Monday, March 28, 2011

Gov. LePage "Disappears" Workers' History--Wants Both Sides Shown.

I show a considerable amount of these murals because they represent a rendering of an important history: the history of working people, standing up for their rights. If you are anything like me, you either work for a living or have worked for a living, or at least have benefited from the myriad things that the efforts of labor unions have strived for, for the benefit of working people and their families. Because I admire the history of working people, I have a good idea of why Maine's Gov. LePage quietly took down the murals of workers in the Department of Labor building.

Oh, he did say this had something to do with how only one side of labor history was shown--and this I sort of believe. But I think he certainly took it down, not because of any public outcry by the poor, misunderstood, corporate magnates, etc. I think he took it down in perfect understanding that equal time given to the actions of owners and business leaders would perfectly ruin the last shred of respect anyone had left for them. For the figures of the living women who survived the Triangle Shirtwaist Fire--let me show you the ones that died--

And ask you to imagine the unphotographed people who counted the pennies by the hour earned by the simple expedient of locking a door that might have let workers out during a fire. A door they might have used for any non-productive mischief. You want to see those pictures of those men? Because there are worse pictures of these women, I tell you. And if Governor LePage wants you to see that the owners' side--I will tell him the story of fire and fear and a Babel of tongues and the disrespect for immigrant women and the reality of the loss of a laborer to families--a daughter, wife or mother--a human being. A paycheck--sure, but in reality the heart of a family, a smile, a caress, and a laugh,smile, memory--these are real things, and when we forget that workers are people, we forget they have a right to safe workplaces where they will not be killed for their need of a workplace.


And what about child laborers--where is the face of the owner of a company that gladly accepts them?  That relishes how they child laborer doesn't hardly ask for better pay or a position above his or her station, but quietly does his job, as an unskilled and uneducated laborer, until whenever.

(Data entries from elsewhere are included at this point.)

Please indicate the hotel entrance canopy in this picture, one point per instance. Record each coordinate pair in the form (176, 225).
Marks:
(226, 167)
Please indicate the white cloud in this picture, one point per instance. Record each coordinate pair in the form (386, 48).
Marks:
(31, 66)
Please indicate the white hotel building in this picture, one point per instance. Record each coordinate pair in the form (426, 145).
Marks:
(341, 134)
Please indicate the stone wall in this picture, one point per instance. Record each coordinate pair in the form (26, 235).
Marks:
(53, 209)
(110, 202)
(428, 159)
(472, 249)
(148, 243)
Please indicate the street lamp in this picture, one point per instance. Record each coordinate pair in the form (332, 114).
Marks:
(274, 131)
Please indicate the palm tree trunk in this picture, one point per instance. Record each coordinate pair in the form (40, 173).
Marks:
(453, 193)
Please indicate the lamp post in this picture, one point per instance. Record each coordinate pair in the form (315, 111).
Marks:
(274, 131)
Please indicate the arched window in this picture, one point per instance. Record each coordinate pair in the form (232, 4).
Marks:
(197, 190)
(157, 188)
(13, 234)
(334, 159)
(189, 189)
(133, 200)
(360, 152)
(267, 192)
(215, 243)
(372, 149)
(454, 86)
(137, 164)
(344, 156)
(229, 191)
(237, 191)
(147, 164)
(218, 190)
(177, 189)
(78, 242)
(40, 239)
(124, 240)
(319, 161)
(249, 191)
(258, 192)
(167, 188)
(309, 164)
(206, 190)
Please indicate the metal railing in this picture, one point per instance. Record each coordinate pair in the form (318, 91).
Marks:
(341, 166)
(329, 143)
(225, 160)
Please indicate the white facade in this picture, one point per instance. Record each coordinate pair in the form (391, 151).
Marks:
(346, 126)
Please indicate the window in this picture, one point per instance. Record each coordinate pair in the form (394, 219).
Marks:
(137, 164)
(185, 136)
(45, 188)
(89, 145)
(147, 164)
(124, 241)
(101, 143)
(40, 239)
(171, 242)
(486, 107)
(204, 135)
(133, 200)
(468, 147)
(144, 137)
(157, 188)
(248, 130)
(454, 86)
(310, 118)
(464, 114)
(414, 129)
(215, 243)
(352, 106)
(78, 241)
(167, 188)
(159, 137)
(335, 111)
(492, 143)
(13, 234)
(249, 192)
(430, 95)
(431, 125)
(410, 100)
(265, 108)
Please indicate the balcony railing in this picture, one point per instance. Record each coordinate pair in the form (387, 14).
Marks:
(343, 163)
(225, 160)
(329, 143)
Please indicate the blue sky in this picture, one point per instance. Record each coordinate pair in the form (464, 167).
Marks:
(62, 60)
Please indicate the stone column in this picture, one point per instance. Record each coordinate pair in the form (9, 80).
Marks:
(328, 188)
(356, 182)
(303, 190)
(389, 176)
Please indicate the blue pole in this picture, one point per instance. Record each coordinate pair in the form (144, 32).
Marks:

Forgive me if I ever thought I wanted to deny to history the face of anyone who wanted children to do back-breaking unskilled work--because I think their faces should be known and their histories widely criticized, because they are slavers. The minor child is a person without the capacity of consent for contracts, so to suppose he or she is capable of consent to work, in conditions of any kind, but because of the scenario, let's assume unconsensual--fuck it--let's show the owners pride--dead children, maimed children, and children to whom education was denied. Let's acknowledge we're talking about the very worst of conditions.

Those are the backwards things LePage stands for. He disappears worker history for a purpose--he doesn't have love for working people--for any standard of age, size, ethnicity, etc, of worker. To him, all workers are just eaters. Useless mouths and stomachs that should, I dunno, die in a fire
The reality needs to be that we are most of us workers, and our needs are human ones-=-sick time. Vacation.? A livable wage.

Lepage is all kind of wrong, and certainly one of the worst.